Experts examine control measures to prevent health risk of sprouted seeds 30 Jan 2012
Following last year's E. Coli O104 outbreak in Europe which were linked to supplies of European fenugreek seeds, the European Food Safety Authority (EFSA) declared that sprouted seeds pose food safety concerns due to their potential for contamination. Over the last two weeks, European experts have met on two occasions, first to discuss new control measures to prevent another outbreak from occuring and second, the introduction of control measures to improve sprouted seed safety.
Sprouted seeds pose unique microbiological food safety concerns because the conditions needed for germination and sprouting are ideal for bacteria to flourish.

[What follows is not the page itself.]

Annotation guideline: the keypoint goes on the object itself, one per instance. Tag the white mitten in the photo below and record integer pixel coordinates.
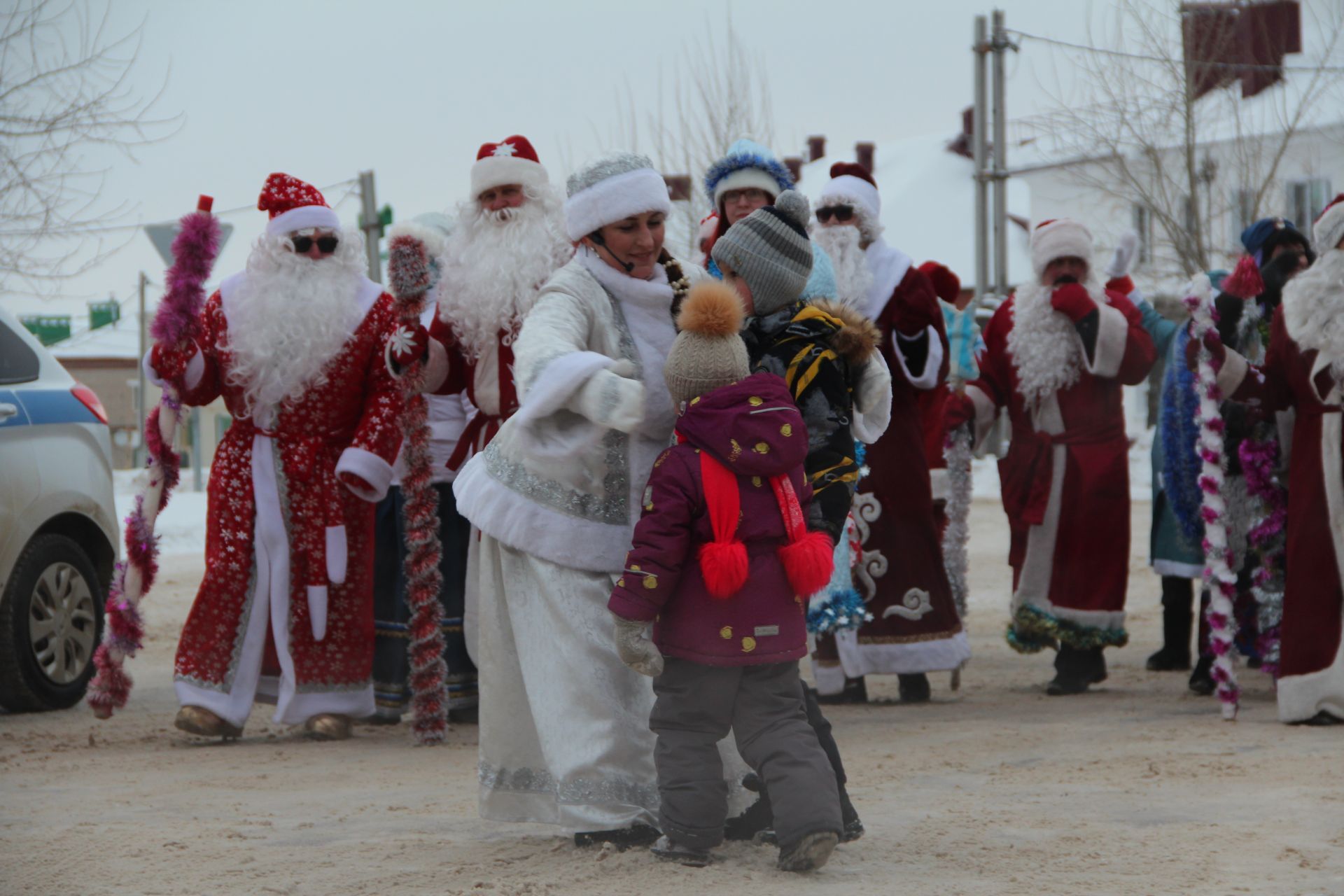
(612, 400)
(1126, 250)
(635, 649)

If the seeds are contaminated by even a small amount of pathogenic bacteria during the production chain, the health risk can grow substantially before the product reaches a consumer.
Earlier this month, a meeting of the Advisory Committee on the Microbiological Safety of Food (ACMSF) led to heightened concerns about the safety of sprouted seeds. Last week, experts from EU Member States, including the FSA, met to discuss possible control measures to improve the safety of sprouted seeds. One such potential measure is the use of irradiation, which would require a change in EU law. Members of the EU hope to reach a quick outcome which will lead to the improvement of food safety in Europe.